A leaked draft report from a Harvard faculty committee has revealed that the university possesses, in its museum collections, the remains of nearly 7,000 Native Americans and almost 20 people who were likely enslaved, according to The Harvard Crimson. 

The draft report, which has not yet been finalized and was dated in April, is the work of a steering committee tasked with making plans for Harvard’s collection of human remains. It urges the university to return the remains to descendants’ families — or, if ancestry is unclear, to consult with the descendants’ communities about how to address returning the remains. 

According to the Crimson, the draft report acknowledges that the remains “were obtained under the violent and inhumane regimes of slavery and colonialism” and that they “represent the University’s engagement and complicity in these categorically immoral systems.” 
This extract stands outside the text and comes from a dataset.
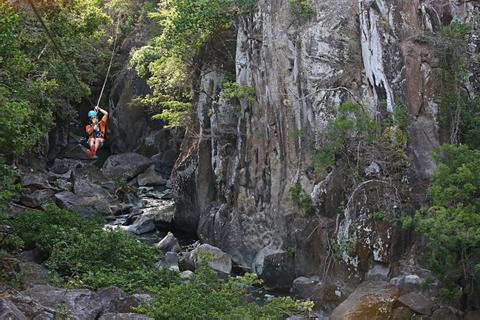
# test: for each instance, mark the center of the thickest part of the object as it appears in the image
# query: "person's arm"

“Moreover, we know that skeletal remains were utilized to promote spurious and racist ideas of difference to confirm existing social hierarchies and structures,” the draft report says. 

The remains primarily reside in Harvard’s Peabody Museum of Ethnology and Archaeology, the Crimson reports. The director of the museum and University President Lawrence S. Bacow apologized last year for the practices that led to Harvard’s possession of the remains.

The formation of the Steering Committee on Human Remains in Harvard Museum Collections was just one development related to a 134-page report released April 26 by a separate group, the Committee on Harvard and the Legacy of Slavery. That report aimed to “remedy the persistent educational and social harms that human bondage caused.” 

The report documented the remains of “thousands of individuals” sitting in Harvard’s museum collections and stated many of the remains were thought to belong to Indigenous people, and at least 15 were from potentially enslaved people of African descent. The university pledged $100 million to implement the recommendations in the report.  

“Harvard benefited from and in some ways perpetuated practices that were profoundly immoral,” Bacow wrote in a statement released with the initial report. “Consequently, I believe we bear a moral responsibility to do what we can to address the persistent corrosive effects of those historical practices on individuals, on Harvard, and on our society.”